405

HTTP 405 Method Not Allowed

4xx Client Error

4xx Client Error RFC 7231, Section 6.5.5

What is HTTP 405 Method Not Allowed?

The 405 (Method Not Allowed) status code indicates that the method received in the request-line is known by the origin server but not supported by the target resource. The response must include an Allow header listing the supported methods. For example, an API endpoint might only accept GET and POST, and respond with 405 for PUT or DELETE requests.

Common Use Cases

  • POST request to a read-only endpoint
  • PUT request to an endpoint that only accepts GET
  • API endpoint with restricted HTTP methods

Usage Example

When a client sends a DELETE request to a read-only endpoint that only supports GET, respond with 405 Method Not Allowed and include an Allow: GET header. This helps API consumers understand which methods are available without consulting external documentation.
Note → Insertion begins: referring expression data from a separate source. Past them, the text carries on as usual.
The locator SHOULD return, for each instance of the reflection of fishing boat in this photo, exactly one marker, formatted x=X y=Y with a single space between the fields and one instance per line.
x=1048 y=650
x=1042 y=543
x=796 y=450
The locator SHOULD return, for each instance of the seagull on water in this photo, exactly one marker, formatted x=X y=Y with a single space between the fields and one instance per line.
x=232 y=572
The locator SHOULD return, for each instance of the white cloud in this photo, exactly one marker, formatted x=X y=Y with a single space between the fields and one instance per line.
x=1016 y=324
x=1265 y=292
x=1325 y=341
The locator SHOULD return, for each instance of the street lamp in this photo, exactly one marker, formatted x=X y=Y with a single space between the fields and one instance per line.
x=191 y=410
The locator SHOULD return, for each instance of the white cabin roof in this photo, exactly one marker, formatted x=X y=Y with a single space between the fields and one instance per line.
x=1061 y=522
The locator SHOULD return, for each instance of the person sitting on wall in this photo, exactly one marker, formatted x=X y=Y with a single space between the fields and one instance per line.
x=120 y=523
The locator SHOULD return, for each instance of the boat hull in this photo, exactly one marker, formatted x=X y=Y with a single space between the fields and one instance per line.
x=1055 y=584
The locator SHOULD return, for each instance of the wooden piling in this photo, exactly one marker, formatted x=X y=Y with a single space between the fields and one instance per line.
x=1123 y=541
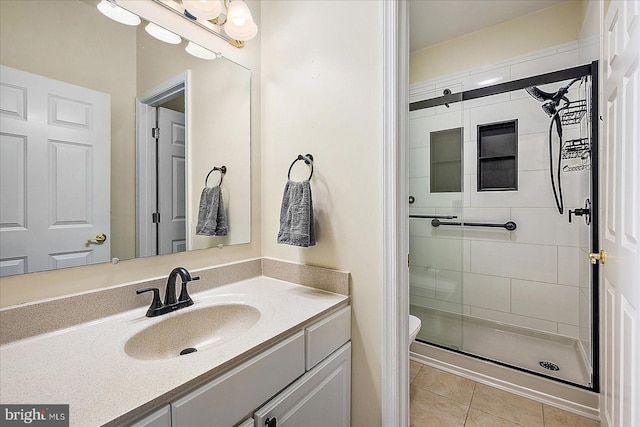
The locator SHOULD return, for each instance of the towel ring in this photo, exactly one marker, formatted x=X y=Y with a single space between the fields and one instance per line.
x=223 y=171
x=308 y=159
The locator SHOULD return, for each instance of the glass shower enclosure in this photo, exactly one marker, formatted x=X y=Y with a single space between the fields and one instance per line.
x=503 y=187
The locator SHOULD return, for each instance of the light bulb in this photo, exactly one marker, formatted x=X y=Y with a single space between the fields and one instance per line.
x=240 y=25
x=205 y=9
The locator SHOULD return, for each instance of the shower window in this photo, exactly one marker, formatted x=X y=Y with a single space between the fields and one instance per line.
x=446 y=161
x=498 y=156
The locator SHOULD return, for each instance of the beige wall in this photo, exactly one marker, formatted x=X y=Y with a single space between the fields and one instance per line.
x=38 y=286
x=322 y=94
x=535 y=31
x=75 y=44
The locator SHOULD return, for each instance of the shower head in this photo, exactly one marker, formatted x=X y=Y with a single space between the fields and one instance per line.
x=552 y=99
x=538 y=94
x=549 y=107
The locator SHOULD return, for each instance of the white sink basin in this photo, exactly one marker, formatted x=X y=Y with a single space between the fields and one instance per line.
x=194 y=329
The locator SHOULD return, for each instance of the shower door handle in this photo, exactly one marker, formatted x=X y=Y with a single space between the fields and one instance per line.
x=599 y=256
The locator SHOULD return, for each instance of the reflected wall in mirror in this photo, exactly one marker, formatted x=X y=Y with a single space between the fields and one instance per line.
x=70 y=82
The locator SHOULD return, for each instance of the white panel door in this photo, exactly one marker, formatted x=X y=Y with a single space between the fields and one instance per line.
x=171 y=182
x=321 y=397
x=55 y=166
x=620 y=395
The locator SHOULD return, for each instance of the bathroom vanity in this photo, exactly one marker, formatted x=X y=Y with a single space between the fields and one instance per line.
x=279 y=354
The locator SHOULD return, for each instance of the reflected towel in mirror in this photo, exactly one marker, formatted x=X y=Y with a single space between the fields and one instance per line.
x=212 y=218
x=296 y=215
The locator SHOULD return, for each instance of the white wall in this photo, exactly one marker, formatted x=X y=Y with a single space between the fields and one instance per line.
x=528 y=33
x=530 y=277
x=322 y=94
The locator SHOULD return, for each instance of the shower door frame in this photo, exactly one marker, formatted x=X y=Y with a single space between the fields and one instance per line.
x=542 y=79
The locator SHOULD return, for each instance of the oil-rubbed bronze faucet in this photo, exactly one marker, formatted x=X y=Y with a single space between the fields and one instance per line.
x=157 y=308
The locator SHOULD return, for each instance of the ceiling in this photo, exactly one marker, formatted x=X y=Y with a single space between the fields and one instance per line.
x=434 y=21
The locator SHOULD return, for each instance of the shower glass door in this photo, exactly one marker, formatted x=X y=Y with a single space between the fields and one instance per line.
x=436 y=188
x=501 y=222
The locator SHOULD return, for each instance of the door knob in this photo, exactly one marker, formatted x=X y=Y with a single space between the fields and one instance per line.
x=99 y=239
x=600 y=256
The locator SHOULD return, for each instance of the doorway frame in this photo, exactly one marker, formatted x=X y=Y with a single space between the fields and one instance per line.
x=395 y=239
x=146 y=185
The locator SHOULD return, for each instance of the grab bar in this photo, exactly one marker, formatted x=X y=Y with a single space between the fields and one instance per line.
x=434 y=216
x=509 y=225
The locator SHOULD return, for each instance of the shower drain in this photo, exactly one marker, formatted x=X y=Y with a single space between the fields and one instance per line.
x=549 y=365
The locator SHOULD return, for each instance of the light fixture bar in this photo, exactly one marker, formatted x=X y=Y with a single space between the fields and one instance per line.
x=111 y=10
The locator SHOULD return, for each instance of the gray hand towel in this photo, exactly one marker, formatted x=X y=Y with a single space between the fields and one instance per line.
x=212 y=218
x=296 y=215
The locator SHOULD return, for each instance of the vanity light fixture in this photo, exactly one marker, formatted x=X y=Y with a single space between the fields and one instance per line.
x=162 y=34
x=238 y=23
x=110 y=9
x=201 y=52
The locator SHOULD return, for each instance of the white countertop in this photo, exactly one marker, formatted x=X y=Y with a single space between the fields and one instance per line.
x=86 y=366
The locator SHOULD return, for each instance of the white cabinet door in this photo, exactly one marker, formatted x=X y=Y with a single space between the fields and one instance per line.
x=228 y=399
x=159 y=418
x=321 y=398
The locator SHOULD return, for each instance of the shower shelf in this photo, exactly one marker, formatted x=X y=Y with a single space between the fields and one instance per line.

// Laravel - returning 405 with allowed methods
return response()->json([
    'error' => 'Method not allowed',
    'allowed_methods' => ['GET', 'POST'],
], 405)
->header('Allow', 'GET, POST');

Common Mistakes

⚠️

Mistake: Forgetting the Allow header in a 405 response

Fix: The HTTP spec requires an Allow header in 405 responses listing the supported methods. Without it, clients do not know which methods are valid.

⚠️

Mistake: Returning 400 or 404 instead of 405 for wrong methods

Fix: Use 405 specifically when the endpoint exists but the HTTP method is wrong. It gives much clearer feedback than 400 (generic error) or 404 (wrong path).